I often use Galas, and they cook quickly. Pink Ladies take longer to soften. Hmmm…. Well then.
But they do. So they cook longer. And that is a problem this day that I am making Pink Lady Applesauce.
They are cooking slowly, so I turn the burner down, make sure there is enough water, and set the timer for 15 minutes. I need to eat my dinner.
It really needed 10. Just before the timer goes off I smell it. They are burning. Those Pink Ladies are now well singed Ladies. See what happens when you get too hot? I wonder how they felt about Leggings…
Now I have a pot of burnt applesauce. Well… Not ALL of it, just the bottom. And the bottom is not browned, it is BLACK. All the way across. Some of it is shiny.
I pull out the apples that can be rescued, and then lightly scrape loose the partly burned ones. I then take off the black bits, and I have some well browned apples that might be rescued. I have to rescue them. This is just a hard time of year, and I’d rather risk the effort and ingredients to rescue them than lose it all.
Pot goes in the sink to soak. I know. Charcoal does not soak off. But it has to go somewhere until I can scrape it. Kevin will often do this, but I burned them. I feel determined to clean the mess myself.
The apples have been transferred into a clean pot. A little water added. Back onto the burner, and I stir them and mush them down. I make this applesauce with slices or chunks, and then let it cook apart. Nice textured sauce.
Pumpkin Pie Spice goes in first. A little more than I’d usually use, because I know the burnt taste will need a little extra camouflage. Cinnamon alone just won’t have the mellowing effect I need. This has to cook in, so I put it in first.

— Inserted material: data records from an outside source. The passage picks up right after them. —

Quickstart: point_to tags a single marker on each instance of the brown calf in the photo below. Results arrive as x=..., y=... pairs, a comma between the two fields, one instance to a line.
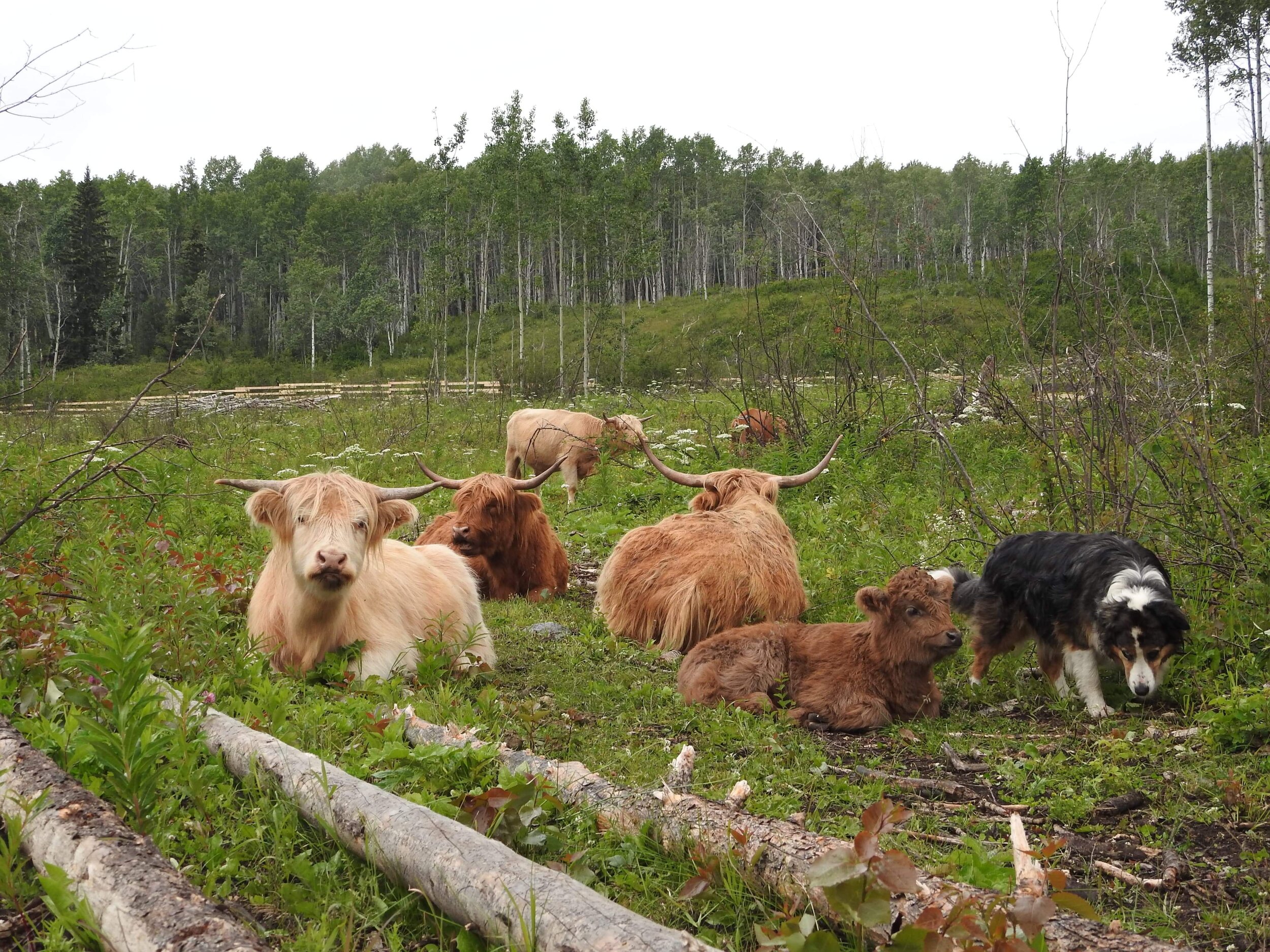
x=499, y=527
x=729, y=562
x=849, y=677
x=758, y=427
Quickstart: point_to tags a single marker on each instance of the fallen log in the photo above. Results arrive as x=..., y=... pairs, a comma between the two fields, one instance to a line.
x=471, y=879
x=140, y=903
x=776, y=853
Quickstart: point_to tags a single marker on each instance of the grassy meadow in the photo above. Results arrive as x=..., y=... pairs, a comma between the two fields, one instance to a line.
x=172, y=556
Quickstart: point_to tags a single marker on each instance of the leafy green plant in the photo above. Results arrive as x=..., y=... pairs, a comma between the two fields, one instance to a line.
x=1240, y=720
x=70, y=913
x=125, y=732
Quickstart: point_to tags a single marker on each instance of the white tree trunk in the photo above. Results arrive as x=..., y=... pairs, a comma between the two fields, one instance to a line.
x=471, y=879
x=776, y=852
x=140, y=903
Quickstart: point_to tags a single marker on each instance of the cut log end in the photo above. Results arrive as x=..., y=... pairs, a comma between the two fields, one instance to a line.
x=738, y=795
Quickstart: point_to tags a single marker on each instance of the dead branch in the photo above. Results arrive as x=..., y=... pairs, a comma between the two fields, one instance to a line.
x=775, y=853
x=140, y=903
x=1029, y=877
x=961, y=766
x=60, y=494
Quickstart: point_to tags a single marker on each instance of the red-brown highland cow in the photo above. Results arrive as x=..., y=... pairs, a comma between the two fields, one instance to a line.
x=729, y=562
x=845, y=677
x=499, y=527
x=537, y=437
x=333, y=579
x=758, y=427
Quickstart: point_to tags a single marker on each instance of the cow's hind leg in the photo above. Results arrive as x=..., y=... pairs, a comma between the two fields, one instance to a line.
x=996, y=633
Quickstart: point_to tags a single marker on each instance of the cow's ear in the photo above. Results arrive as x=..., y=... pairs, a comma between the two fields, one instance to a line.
x=872, y=601
x=268, y=508
x=395, y=512
x=707, y=501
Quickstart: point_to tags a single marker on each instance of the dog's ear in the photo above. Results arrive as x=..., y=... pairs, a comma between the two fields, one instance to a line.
x=1170, y=617
x=872, y=600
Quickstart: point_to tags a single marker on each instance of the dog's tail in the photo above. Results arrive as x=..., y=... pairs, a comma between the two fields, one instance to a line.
x=967, y=589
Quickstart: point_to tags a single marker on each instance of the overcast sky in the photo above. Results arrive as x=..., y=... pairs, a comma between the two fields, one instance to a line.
x=921, y=80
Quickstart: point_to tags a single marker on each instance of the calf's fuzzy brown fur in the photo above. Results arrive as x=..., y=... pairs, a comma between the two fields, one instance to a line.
x=849, y=677
x=728, y=562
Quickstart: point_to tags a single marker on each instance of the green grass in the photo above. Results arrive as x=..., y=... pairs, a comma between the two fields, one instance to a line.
x=882, y=504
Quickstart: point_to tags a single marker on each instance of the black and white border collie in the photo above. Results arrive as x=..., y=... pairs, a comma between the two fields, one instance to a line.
x=1085, y=598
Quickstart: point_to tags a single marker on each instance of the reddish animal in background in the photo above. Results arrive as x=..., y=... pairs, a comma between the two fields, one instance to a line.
x=758, y=427
x=333, y=579
x=729, y=562
x=539, y=438
x=499, y=527
x=846, y=677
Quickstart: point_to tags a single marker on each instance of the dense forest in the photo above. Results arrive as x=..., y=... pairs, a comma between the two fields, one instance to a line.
x=387, y=254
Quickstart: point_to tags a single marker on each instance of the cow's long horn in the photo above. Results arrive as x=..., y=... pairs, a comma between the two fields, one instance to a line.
x=531, y=484
x=253, y=485
x=438, y=480
x=803, y=479
x=684, y=479
x=385, y=493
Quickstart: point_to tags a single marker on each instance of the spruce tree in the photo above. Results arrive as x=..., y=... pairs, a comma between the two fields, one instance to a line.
x=89, y=268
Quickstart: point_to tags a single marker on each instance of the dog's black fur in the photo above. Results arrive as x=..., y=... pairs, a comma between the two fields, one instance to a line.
x=1075, y=593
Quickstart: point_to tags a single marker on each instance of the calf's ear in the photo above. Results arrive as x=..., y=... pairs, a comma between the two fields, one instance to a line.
x=872, y=601
x=395, y=512
x=268, y=508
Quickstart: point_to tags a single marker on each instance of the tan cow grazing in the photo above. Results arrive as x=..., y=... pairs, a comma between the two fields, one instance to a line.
x=537, y=438
x=499, y=527
x=729, y=562
x=334, y=579
x=846, y=677
x=755, y=425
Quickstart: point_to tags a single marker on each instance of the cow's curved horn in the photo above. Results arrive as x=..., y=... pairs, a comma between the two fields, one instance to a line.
x=253, y=485
x=526, y=485
x=438, y=480
x=404, y=491
x=684, y=479
x=803, y=479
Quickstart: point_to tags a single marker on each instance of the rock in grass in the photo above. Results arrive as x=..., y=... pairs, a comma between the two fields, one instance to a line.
x=552, y=630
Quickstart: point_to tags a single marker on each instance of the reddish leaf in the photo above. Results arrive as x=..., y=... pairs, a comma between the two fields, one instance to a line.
x=1030, y=913
x=867, y=844
x=694, y=888
x=896, y=871
x=930, y=920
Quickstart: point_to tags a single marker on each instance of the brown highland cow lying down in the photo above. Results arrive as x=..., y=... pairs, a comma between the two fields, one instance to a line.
x=846, y=677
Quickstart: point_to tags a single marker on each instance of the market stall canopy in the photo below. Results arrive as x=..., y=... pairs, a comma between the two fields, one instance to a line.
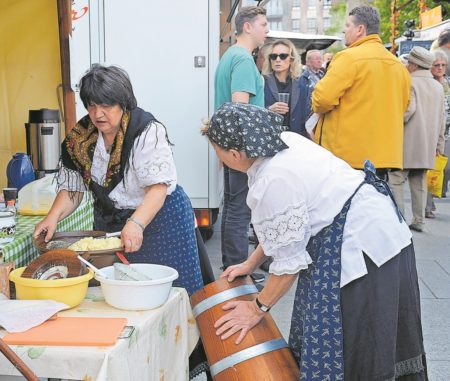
x=304, y=41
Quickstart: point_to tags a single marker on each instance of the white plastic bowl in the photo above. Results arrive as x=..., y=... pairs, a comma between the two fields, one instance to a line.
x=138, y=295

Then vanilla. Vanilla Bean Paste, actually (Yes, there IS a use for this product!). Nice custardy aroma follows that around, and I just love the richness of it. Quite a bit goes in. About 10 drips for the remains of my 5 apples (it is most of the apples, not a lot was discarded).
A dash of salt. Just a nice side note, not enough to TASTE, just enough to enliven.
Some sugar. Not too much or you lose the impact of the flavor of the apple.
And then, the Piece de Resistance. Maple. Three dribbles of Maple Syrup. This is something deep and dark and mysterious that should help to conceal the darkness of the scorching.
Stir some more, and serve up. With whipped cream.
And it is GOOD. It does not taste burned, it tastes rich and fruity, just barely spicy on the edge and not really maply, just darkly woodsy.
Rescued. I was not sure it would, but it did.
Kevin ate it without even knowing how badly it was burnt.
When I’m done with it I wash the pot. It takes scraping it with a metal scraper to remove all the black. But it all comes out, and fairly easily. It is a gracefully designed stainless saute pot, and probably my favorite cookpot, so it really does need to be shiny again, and so it is.
I wonder if this is something like repentance.
And I wonder what God has to do to sweeten ME out and compensate for MY harsh bits.
And does it really get me sweet and wonderful in the end?